Immigration With Chinese Characteristics
China has restrictive laws—administered and enforced by multiple bureaucracies—affecting migrants and immigrants.
The focus of the Chinese Communist Party (CCP) is largely on carefully managing and surveilling all immigrants and migrants to ensure conformance with the regime’s policies, laws, and regulations, as well as to monitor and control dissent and limit (if not prevent) espionage. Internal Chinese migration is managed through the hukou system of household registration, while immigration to China is controlled under the Exit and Entry Administration Law.
Domestic Migration Management and Control
The CCP established the hukou system in 1958, in general terms, “to control population movement and facilitate the implementation of central economic planning.”Specifically, this has evolved into controlling, managing, and apportioning the rights, benefits, and especially the mobility of all Chinese residents as relates to public social services, access to schools, job opportunities, and other important aspects of daily life.
The establishment of the two main hukou classifications—rural and urban—led to great income disparities and social inequality, as benefits heavily accrued to those Chinese lucky enough to be born in urban areas and to break the chains restricting mobility under the hukou system.
As a result, largely rural domestic Chinese economic migrants seeking greater economic opportunities in urban areas have evolved over the years into a “floating population.” That floating population totaled 286 million people in 2020, according to China’s National Bureau of Statistics, accounting for 20 percent of the country’s total population.
This migrant population is monitored through annual China Migrants Dynamic Surveys, administered by China’s National Health Commission. The surveys collect data on Chinese individuals who do not have a local hukou (i.e., are floaters) for the purpose of adjusting CCP policies and reapportioning public services.

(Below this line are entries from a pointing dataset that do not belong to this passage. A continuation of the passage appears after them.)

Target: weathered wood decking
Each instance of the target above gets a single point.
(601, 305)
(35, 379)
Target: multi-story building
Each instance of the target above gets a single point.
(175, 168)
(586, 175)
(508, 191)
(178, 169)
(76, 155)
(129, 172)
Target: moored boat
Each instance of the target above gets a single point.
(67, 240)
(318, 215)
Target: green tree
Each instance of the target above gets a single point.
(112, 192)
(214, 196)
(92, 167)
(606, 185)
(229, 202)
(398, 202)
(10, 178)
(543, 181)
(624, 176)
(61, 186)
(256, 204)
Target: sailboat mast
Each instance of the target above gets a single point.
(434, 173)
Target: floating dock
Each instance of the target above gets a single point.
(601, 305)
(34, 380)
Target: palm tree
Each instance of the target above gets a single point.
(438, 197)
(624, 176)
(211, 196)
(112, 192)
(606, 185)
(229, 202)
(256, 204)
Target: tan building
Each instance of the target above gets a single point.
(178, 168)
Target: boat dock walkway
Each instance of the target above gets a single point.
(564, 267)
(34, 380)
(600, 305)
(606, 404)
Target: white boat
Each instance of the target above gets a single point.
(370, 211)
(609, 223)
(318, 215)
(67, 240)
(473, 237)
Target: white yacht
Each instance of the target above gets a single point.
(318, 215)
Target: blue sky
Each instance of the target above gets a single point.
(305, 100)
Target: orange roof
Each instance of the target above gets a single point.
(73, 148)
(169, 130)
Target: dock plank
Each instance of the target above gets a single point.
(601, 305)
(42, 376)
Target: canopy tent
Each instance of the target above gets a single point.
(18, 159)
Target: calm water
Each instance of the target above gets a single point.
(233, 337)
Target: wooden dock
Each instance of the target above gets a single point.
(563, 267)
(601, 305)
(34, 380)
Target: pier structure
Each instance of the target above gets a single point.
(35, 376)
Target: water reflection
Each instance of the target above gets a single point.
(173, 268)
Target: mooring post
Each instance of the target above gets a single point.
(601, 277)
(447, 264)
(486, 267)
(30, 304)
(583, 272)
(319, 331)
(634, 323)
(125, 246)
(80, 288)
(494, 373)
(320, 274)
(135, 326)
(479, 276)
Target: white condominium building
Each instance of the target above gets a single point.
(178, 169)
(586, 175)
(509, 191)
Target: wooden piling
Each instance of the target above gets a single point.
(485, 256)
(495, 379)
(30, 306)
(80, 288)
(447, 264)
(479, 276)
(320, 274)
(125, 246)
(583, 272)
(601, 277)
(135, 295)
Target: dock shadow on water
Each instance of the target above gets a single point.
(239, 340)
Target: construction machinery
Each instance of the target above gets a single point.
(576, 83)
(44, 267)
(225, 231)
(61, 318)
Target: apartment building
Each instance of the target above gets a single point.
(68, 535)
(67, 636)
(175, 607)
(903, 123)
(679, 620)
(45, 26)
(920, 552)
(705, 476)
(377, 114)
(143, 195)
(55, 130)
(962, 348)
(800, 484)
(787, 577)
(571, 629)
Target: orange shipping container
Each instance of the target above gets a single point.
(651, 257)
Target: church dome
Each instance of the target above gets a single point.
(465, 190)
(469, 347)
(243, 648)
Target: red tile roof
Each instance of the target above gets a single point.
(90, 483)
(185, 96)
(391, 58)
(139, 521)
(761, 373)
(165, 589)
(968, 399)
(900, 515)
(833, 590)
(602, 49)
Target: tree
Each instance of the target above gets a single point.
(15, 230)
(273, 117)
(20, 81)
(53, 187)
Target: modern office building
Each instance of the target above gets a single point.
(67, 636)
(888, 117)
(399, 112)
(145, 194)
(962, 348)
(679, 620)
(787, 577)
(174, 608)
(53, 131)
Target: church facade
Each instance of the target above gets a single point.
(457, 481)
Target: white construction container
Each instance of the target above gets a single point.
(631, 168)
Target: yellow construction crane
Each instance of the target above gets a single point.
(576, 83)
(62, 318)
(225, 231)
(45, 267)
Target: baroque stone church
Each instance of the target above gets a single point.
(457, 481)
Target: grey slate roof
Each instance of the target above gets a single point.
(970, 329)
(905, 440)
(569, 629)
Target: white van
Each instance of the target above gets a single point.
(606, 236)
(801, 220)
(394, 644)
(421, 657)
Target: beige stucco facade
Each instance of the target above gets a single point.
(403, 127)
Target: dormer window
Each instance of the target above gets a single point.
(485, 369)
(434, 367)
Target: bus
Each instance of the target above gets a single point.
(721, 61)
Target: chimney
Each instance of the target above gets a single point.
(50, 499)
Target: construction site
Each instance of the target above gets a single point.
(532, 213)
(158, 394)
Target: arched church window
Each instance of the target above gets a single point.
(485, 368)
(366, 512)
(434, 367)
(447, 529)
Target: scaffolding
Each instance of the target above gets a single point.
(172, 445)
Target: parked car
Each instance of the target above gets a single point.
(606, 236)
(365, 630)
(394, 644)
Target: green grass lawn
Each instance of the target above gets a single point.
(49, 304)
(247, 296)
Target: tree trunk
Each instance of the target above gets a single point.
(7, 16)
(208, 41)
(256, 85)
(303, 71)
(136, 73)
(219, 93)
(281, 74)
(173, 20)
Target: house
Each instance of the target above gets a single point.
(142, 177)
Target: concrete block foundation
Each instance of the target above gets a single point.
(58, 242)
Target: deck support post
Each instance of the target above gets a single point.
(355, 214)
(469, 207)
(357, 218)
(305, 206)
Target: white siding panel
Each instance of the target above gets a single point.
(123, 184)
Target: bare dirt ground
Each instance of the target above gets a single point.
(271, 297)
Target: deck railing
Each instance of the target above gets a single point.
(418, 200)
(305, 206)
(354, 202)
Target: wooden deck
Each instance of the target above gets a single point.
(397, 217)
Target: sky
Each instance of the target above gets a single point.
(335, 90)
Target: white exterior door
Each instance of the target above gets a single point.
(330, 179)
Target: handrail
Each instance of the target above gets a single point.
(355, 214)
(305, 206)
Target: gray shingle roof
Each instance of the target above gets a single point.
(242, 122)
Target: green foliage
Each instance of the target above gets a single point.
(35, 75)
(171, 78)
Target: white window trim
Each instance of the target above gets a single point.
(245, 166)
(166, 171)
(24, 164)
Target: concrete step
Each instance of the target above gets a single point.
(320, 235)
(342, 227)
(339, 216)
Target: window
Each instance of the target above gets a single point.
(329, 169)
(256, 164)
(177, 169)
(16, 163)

The movements of the floating population are controlled by local governments that carefully manage inflows to their areas through policies requiring proof of employment and obtaining residency permits. Local security apparatuses use sophisticated digital surveillance tools, identity cards, big data systems, and now AI to monitor and track migrants’ movements and their compliance with local laws and regulations.
This is the ground-level foundation for China’s comprehensive mass surveillance and social controls system. It includes over 600 million surveillance cameras backed by Skynet and Sharp Eyes (for facial recognition, big data analysis, and AI integration), social credit scoring (for reward/punishment), internet monitoring (for social media and internet controls via the Great Firewall—Golden Shield), and “grassroots monitoring.” That grassroots monitoring is done by an estimated 15 million local spies and informants, reporting to possibly as many as 100,000 local members of the Ministry of Public Security’s Domestic Security Protection units.
Chinese Immigration Law
China’s immigration laws are equally restrictive, onerous, and coercive. The Exit and Entry Administration Law of the People’s Republic of China was adopted in 2012 by the Standing Committee of the 11th National People’s Congress and went into effect on July 1, 2013. Not coincidentally, this law was one of the first implemented by Xi Jinping upon his confirmation as the CCP’s leader by the 12th National People’s Congress in March 2013, as part of his renewed focus on all aspects of Chinese security and “rejuvenation.”From Article 1, the law’s purpose is “to regulate exit/entry administration, safeguard the sovereignty, security and social order of the People’s Republic of China, and promote foreign exchanges and opening to the outside world.”
What is the reality of those lofty goals? The grey area for foreigners is Article 3, which states: “Foreigners in China shall abide by the Chinese laws, and shall not endanger China’s national security, harm public interests and disrupt social and public order.”
While the law is generally administered by the Ministry of Public Security and the Ministry of Foreign Affairs, Article 3 is used by the Ministry of State Security (MSS), in conjunction with the aforementioned domestic mass surveillance system, for the purposes of intelligence collection and counterespionage.
In this system, bureaucratic conflicts are a feature, not a bug.
The MSS focuses on foreigners suspected of espionage, subversion, political activism, holding illegal gatherings, and any activities considered harmful to state interests (i.e., harmful to the CCP). Interpretation of the Article 3 is highly subjective, and the following activities can and have been targeted by the MSS over the years: people-to-people contacts through cultural and educational exchanges, foreigners involved in NGO and other non-profit work, academic research or independent journalism, religious activities and “illegal” gatherings, “questionable” online activities, and even simple photography in areas deemed sensitive by the CCP.
Concluding Thoughts
Xi Jinping’s long-stated policy of “opening China to the world” has apparently not been applied by CCP bureaucracies to foreign immigration. As of 2018, according to the South China Morning Post, there were a paltry 12,000 foreigners holding permanent residency in China. Chinese state media Global Times reported that another 711,000 held temporary residency visas (nominally for work or school) in 2023, as reported by the National Immigration Administration.In comparison, in the United States, there were 12.8 million lawful permanent residents—green card holders—as of Jan. 1, 2024, according to the Office of Homeland Security Statistics.
Furthermore, according to the Migration Policy Institute, the U.S. State Dept also issued 1.3 million employment-based temporary visas and 10.4 million student visas in 2023 alone.